I admit it, I'm a sucker for dogs, especially big dogs. Which is why I spent most of my morning with this guy. (sorry, pic is at the bottom, I forgot the Blogger app puts them all down there.)

I had to swing by the Sheriff's office this morning to pick up the paperwork to renew my concealed carry permit, so I headed out of town a different way that took me up a rural road. As I passed the brick plant, I saw him sitting beside the road, with his head on his paws and his rear sticking out in the road.

I don't normally stop for EVERY dog I see sitting by the side of the road, but the way his rear was out in the road made me think he might have been hit by a car and unable to get completely to the side. As soon as I slowed, his head popped up and watched my car as I turned around and drove back past him to pull into the gravel area on the side of the road.

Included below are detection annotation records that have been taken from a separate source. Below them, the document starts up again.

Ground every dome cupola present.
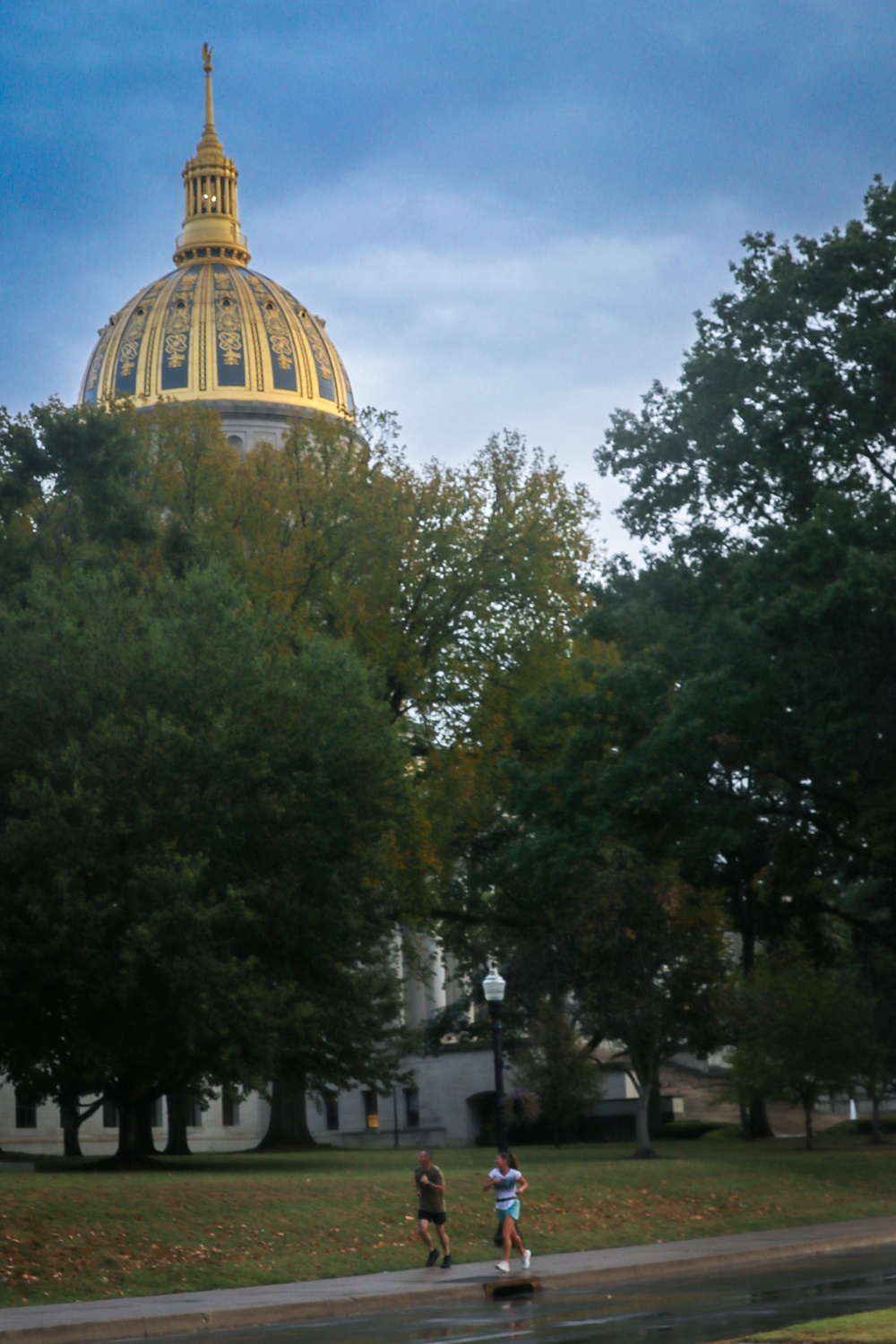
[173,42,248,266]
[79,45,355,448]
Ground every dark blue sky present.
[0,0,896,543]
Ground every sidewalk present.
[0,1218,896,1344]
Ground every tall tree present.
[0,562,401,1156]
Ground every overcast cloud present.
[0,0,896,546]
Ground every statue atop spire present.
[199,42,223,153]
[175,42,248,266]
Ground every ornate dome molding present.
[79,46,355,421]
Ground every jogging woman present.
[482,1153,532,1274]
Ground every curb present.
[0,1218,896,1344]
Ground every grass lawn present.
[751,1306,896,1344]
[0,1133,896,1305]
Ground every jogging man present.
[482,1153,532,1274]
[414,1148,452,1269]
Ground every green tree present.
[0,572,403,1158]
[513,999,602,1148]
[731,940,868,1148]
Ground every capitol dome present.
[79,47,355,448]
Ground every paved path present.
[0,1218,896,1344]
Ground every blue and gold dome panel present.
[81,258,355,419]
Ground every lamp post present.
[482,967,506,1152]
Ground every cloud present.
[250,177,739,548]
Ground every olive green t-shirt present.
[414,1164,444,1214]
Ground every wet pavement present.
[0,1217,896,1344]
[184,1250,896,1344]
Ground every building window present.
[220,1088,239,1129]
[16,1088,38,1129]
[404,1088,420,1129]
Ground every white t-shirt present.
[489,1167,522,1209]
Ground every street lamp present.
[482,967,506,1152]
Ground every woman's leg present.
[501,1214,519,1261]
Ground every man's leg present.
[417,1218,435,1254]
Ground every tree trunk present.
[750,1097,775,1139]
[116,1098,140,1167]
[165,1088,189,1158]
[59,1101,82,1158]
[135,1101,156,1158]
[648,1078,662,1142]
[258,1074,317,1148]
[634,1088,657,1158]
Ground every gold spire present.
[175,42,248,266]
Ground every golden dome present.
[79,46,355,421]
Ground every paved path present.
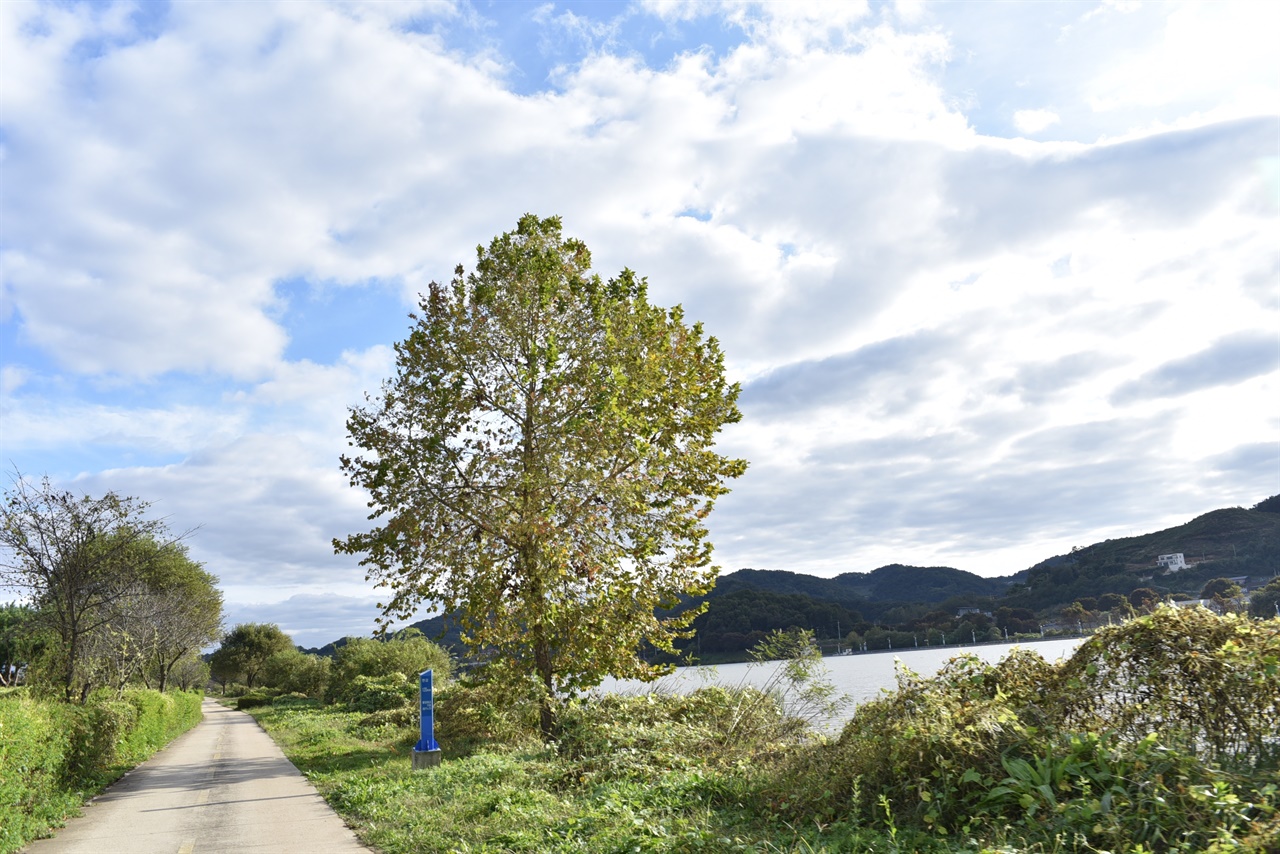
[24,699,369,854]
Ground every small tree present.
[334,215,746,737]
[329,629,453,699]
[262,649,332,697]
[209,622,293,690]
[0,474,189,699]
[1249,579,1280,620]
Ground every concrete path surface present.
[23,699,369,854]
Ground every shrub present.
[0,694,81,851]
[325,629,453,711]
[262,649,332,697]
[769,608,1280,851]
[558,686,794,778]
[236,688,280,709]
[337,673,419,712]
[1055,607,1280,769]
[435,673,541,750]
[0,689,201,851]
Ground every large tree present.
[334,215,746,735]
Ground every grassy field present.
[251,704,936,854]
[251,609,1280,854]
[0,689,201,854]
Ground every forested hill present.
[709,563,1010,609]
[1005,495,1280,611]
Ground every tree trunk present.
[532,624,556,741]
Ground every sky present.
[0,0,1280,645]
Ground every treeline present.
[0,475,223,851]
[209,622,453,712]
[0,475,223,703]
[650,497,1280,662]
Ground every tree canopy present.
[334,215,746,734]
[0,475,221,699]
[209,622,293,688]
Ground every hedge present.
[0,689,202,854]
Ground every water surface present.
[599,638,1084,726]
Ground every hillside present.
[709,563,1009,611]
[1005,499,1280,609]
[304,495,1280,654]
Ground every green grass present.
[0,689,201,854]
[241,707,931,854]
[251,608,1280,854]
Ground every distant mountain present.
[708,563,1010,609]
[302,495,1280,654]
[1004,497,1280,611]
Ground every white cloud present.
[1014,110,1062,133]
[0,3,1280,641]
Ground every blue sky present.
[0,0,1280,645]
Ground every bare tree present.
[0,472,194,700]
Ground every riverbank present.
[253,609,1280,854]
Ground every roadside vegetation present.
[0,688,202,854]
[244,608,1280,854]
[0,474,221,851]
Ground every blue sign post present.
[413,670,440,771]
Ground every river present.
[598,638,1084,727]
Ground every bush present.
[337,673,419,712]
[0,689,201,851]
[325,629,453,711]
[236,688,280,711]
[558,686,795,778]
[1055,607,1280,769]
[0,695,81,851]
[437,675,541,750]
[771,608,1280,851]
[262,649,332,697]
[271,691,320,708]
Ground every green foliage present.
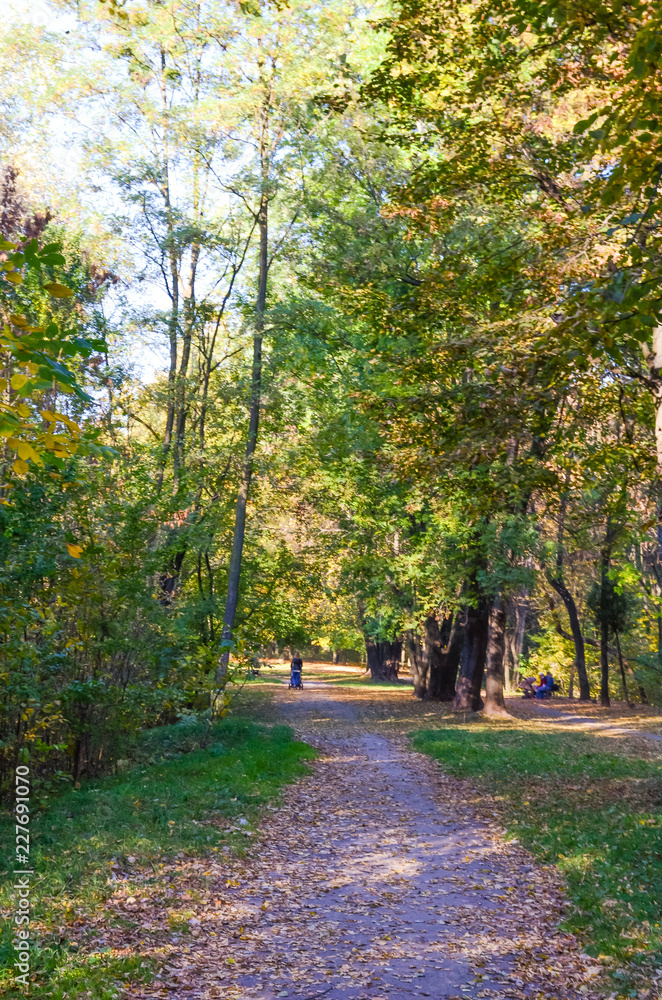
[0,719,314,1000]
[415,725,662,977]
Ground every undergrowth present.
[414,724,662,983]
[0,718,313,1000]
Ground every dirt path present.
[129,683,600,1000]
[534,702,662,743]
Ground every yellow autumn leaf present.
[44,281,74,299]
[16,441,42,465]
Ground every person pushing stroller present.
[288,656,303,690]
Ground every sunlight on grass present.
[0,718,314,1000]
[414,724,662,980]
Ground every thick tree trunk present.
[549,488,591,701]
[365,636,402,681]
[549,579,591,701]
[217,189,269,681]
[615,632,631,705]
[483,599,510,719]
[406,629,430,698]
[600,519,612,708]
[429,612,465,701]
[504,590,529,691]
[453,597,490,712]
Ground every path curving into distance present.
[133,682,601,1000]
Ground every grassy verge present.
[0,718,313,1000]
[414,723,662,996]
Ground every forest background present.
[0,0,662,795]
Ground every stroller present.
[287,656,303,691]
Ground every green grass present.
[0,718,314,1000]
[414,724,662,975]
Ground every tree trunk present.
[549,579,591,701]
[365,636,402,681]
[217,187,269,681]
[600,519,612,708]
[615,632,631,707]
[430,612,466,701]
[504,590,529,691]
[549,482,591,701]
[483,599,511,719]
[453,597,490,712]
[407,629,430,698]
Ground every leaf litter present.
[76,685,604,1000]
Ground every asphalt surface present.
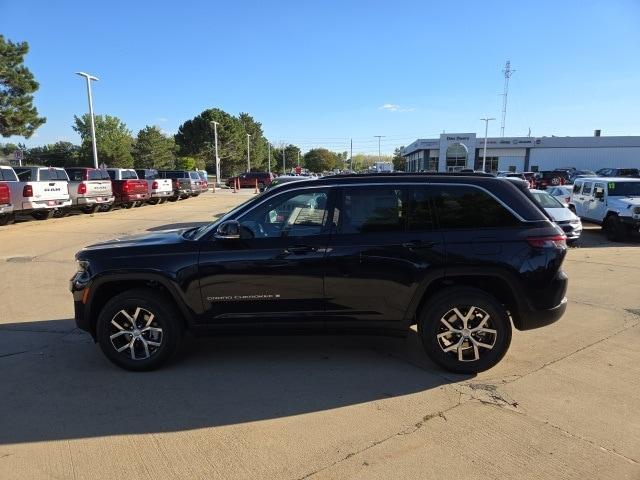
[0,191,640,480]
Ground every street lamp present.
[480,118,495,173]
[211,120,220,187]
[76,72,98,168]
[247,133,251,172]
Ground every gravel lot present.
[0,190,640,480]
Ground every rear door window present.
[334,186,404,234]
[434,185,520,229]
[0,168,18,182]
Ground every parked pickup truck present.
[107,168,149,208]
[0,178,14,226]
[158,170,193,202]
[8,167,71,220]
[136,168,173,205]
[569,177,640,242]
[65,167,115,213]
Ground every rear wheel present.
[418,287,511,373]
[96,289,182,371]
[603,215,629,242]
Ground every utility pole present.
[500,60,515,137]
[211,120,221,187]
[247,133,251,172]
[76,72,98,169]
[480,118,495,173]
[374,135,385,162]
[351,138,353,173]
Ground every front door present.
[325,185,445,329]
[199,188,331,326]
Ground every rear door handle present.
[283,245,316,254]
[402,240,436,250]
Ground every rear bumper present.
[74,195,115,207]
[513,271,569,330]
[0,203,13,215]
[22,199,71,211]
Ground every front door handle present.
[283,245,316,255]
[402,240,436,250]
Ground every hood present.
[83,228,185,250]
[545,207,578,222]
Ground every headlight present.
[76,260,89,273]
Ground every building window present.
[446,143,468,172]
[476,155,498,173]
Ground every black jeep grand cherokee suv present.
[71,174,567,372]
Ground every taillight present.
[527,235,567,248]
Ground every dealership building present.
[402,130,640,172]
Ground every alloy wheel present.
[109,307,163,360]
[436,306,498,362]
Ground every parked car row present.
[0,165,209,225]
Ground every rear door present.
[325,184,445,330]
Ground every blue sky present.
[0,0,640,153]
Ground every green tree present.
[132,125,177,170]
[176,156,198,170]
[304,148,343,172]
[175,108,247,176]
[0,35,47,138]
[25,142,80,167]
[73,113,133,168]
[392,146,405,172]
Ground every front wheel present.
[418,288,511,373]
[96,289,182,371]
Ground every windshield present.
[607,182,640,197]
[531,192,564,208]
[184,196,260,240]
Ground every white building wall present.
[528,147,640,171]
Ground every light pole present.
[374,135,385,162]
[76,72,98,169]
[247,133,251,172]
[480,118,495,173]
[267,142,271,175]
[211,120,221,187]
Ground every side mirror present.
[214,220,240,240]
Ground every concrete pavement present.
[0,191,640,480]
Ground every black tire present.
[31,210,53,220]
[603,215,629,242]
[0,213,16,227]
[418,287,511,374]
[96,289,183,372]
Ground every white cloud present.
[378,103,415,112]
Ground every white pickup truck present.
[569,177,640,242]
[136,168,173,205]
[7,167,71,220]
[65,167,115,213]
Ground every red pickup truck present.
[107,168,149,208]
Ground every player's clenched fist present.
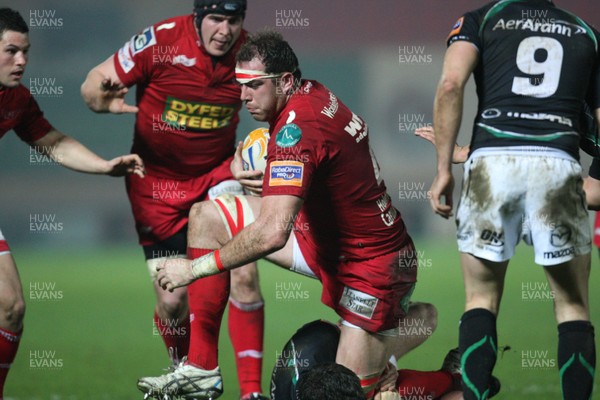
[156,258,194,292]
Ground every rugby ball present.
[242,128,270,173]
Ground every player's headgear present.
[194,0,246,26]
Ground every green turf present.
[5,240,600,400]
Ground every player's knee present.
[156,290,188,319]
[190,201,221,228]
[231,265,262,303]
[189,201,224,242]
[0,291,25,331]
[420,303,438,333]
[408,302,438,333]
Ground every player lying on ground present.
[0,8,144,398]
[271,318,500,400]
[139,32,417,398]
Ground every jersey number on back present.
[512,36,563,98]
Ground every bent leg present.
[459,253,508,400]
[0,253,25,398]
[544,253,596,399]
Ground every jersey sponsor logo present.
[492,18,585,37]
[550,225,571,247]
[156,22,175,32]
[544,246,575,260]
[340,286,379,319]
[481,108,502,119]
[344,113,369,143]
[506,111,573,128]
[480,229,504,247]
[173,54,196,67]
[118,43,135,74]
[275,124,302,147]
[130,26,156,55]
[448,17,465,38]
[269,161,304,187]
[162,97,235,130]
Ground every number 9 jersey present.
[448,0,600,159]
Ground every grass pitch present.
[5,240,600,400]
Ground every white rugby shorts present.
[456,146,591,266]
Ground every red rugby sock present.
[228,298,265,397]
[0,328,23,399]
[396,369,453,399]
[188,247,229,370]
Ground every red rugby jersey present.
[0,85,53,144]
[263,81,408,260]
[113,15,246,179]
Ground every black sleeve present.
[589,158,600,180]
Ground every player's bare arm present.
[81,56,138,114]
[231,142,263,195]
[415,126,471,164]
[157,196,303,290]
[430,42,479,218]
[31,129,145,178]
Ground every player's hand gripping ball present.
[242,128,270,173]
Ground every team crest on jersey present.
[448,17,465,37]
[340,286,379,319]
[118,43,135,74]
[131,26,156,55]
[275,124,302,147]
[269,161,304,187]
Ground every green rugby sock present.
[458,308,498,400]
[558,321,596,400]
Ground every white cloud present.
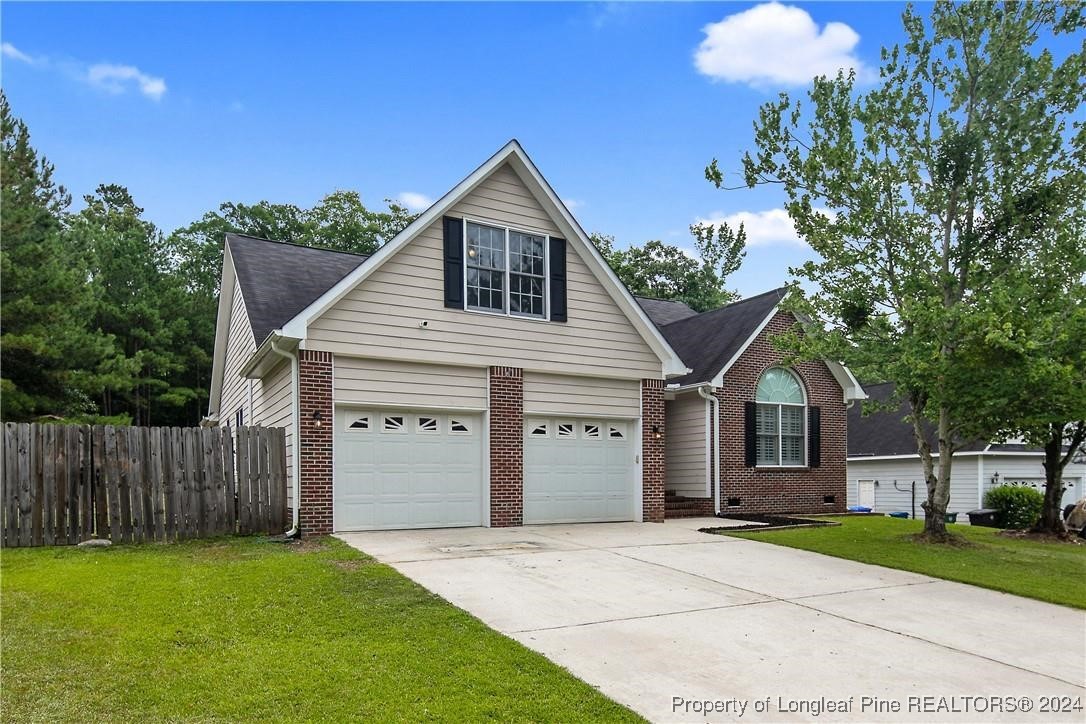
[0,42,35,65]
[87,63,166,101]
[396,191,433,212]
[694,2,868,87]
[695,208,833,246]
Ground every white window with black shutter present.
[745,367,821,468]
[443,216,567,321]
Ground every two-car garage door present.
[332,407,636,531]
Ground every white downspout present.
[697,385,720,516]
[272,338,302,538]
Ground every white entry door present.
[525,418,639,523]
[859,480,875,510]
[332,407,483,531]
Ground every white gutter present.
[270,332,302,538]
[697,385,720,516]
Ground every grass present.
[0,538,639,722]
[724,516,1086,609]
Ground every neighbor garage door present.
[525,417,636,523]
[332,407,483,531]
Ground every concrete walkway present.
[340,519,1086,722]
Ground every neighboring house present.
[207,141,862,534]
[848,383,1086,518]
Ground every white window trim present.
[754,367,810,470]
[460,217,551,321]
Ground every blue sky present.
[0,2,902,295]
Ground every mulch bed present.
[698,513,841,533]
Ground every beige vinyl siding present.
[525,372,641,418]
[306,166,660,380]
[334,355,487,409]
[664,392,708,498]
[247,360,294,506]
[218,280,256,427]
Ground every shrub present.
[984,485,1045,529]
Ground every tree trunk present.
[1033,422,1086,535]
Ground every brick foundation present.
[490,367,525,528]
[641,380,667,523]
[298,350,334,535]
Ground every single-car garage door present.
[525,417,636,523]
[332,407,483,531]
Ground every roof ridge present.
[664,287,787,327]
[226,231,372,259]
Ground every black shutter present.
[442,216,464,309]
[743,402,758,468]
[807,407,822,468]
[551,237,566,321]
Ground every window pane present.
[781,435,806,465]
[755,405,780,435]
[755,368,804,405]
[757,435,779,465]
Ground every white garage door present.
[332,407,483,531]
[525,418,636,523]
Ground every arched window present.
[755,367,807,467]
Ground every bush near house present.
[984,485,1045,530]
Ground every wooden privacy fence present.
[0,422,287,547]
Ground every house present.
[207,141,862,534]
[848,383,1086,518]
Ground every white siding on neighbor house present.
[247,360,294,506]
[218,275,256,428]
[664,392,709,498]
[525,372,641,418]
[333,355,487,409]
[305,165,660,380]
[848,455,1086,522]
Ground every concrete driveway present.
[340,519,1086,722]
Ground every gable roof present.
[273,139,690,378]
[660,287,787,385]
[226,233,369,345]
[633,296,697,327]
[847,382,1040,458]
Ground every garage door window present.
[381,415,407,432]
[346,415,369,432]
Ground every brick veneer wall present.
[298,350,336,535]
[714,312,846,512]
[490,367,525,528]
[641,380,667,523]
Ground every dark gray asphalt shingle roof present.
[633,296,697,327]
[226,233,369,345]
[848,382,1040,457]
[659,287,786,384]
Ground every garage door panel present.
[525,417,636,523]
[333,407,483,531]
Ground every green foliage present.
[706,0,1086,537]
[590,224,746,312]
[984,485,1045,530]
[0,93,109,420]
[0,537,640,722]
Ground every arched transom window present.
[755,367,807,466]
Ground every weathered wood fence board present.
[0,422,287,547]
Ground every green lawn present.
[727,516,1086,608]
[0,538,637,722]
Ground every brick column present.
[298,350,336,535]
[490,367,525,528]
[641,380,667,523]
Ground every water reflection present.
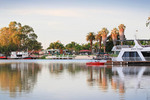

I got out of the car and he hopped up and came loping over to me, slobber already flying from his mouth. It was obvious at this point he hadn't been hit, but he was so friendly I had to love on him a bit.

I couldn't leave it at that though. He had a chain around his neck, but he was a little thin for a mastiff and he had a spot on one of his rear legs that looked pretty raw. And so the fun part began.

I checked with the office of the brick plant to see if they knew who he belonged to, but no luck. I noticed a house just down the intersecting road that had a dog in the yard, so I drove over there to ask if they knew anything about him. My new buddy followed my car as I drove, and when we got there the dog in yard was jumping all over him wanting to play, but he just stood there and looked at him.

The woman at the house didn't know him, but told me there were several houses down the road that had dogs. She gave me a couple of dog treats for him, and I managed to get him in my car. The front seat of a Mustang was not made for the likes of this dog. He eventually got mostly settled with his rear in the seat and his front paws in the floorboard, and off we went.

I spent the next hour or so stopping at houses up and down the road trying to find an owner, but with no luck. By this time, the passenger side of my car and the gear shifter were covered in drool. I finally decided his best bet was to take him to the animal shelter, where hopefully someone would look for him. My plan also was to start calling vets to let them know he was there, and to locate a mastiff rescue group that would come get him if his owner couldn't be found. He was too sweet to let him be put down, but I had nowhere to put him at home. Even as thin as he was, he still weighed at least 140.

Fortunately, that turned out to be the best decision. They scanned him at the shelter and he had a microchip, so they took my info anyway, but said they would call the owners. I called back late this afternoon and they said the owners were coming to get hi. Yeah! He didn't appear to be abused, so I can only hope that his thinness is due to having been lost for a while. The shelter can't tell me who the owners are, so I can only hope for the best.

I finally made it to work after lunch. After all that, I had to go home and change into clothes that hadn't been slobbered all over, and my car really needs a bath!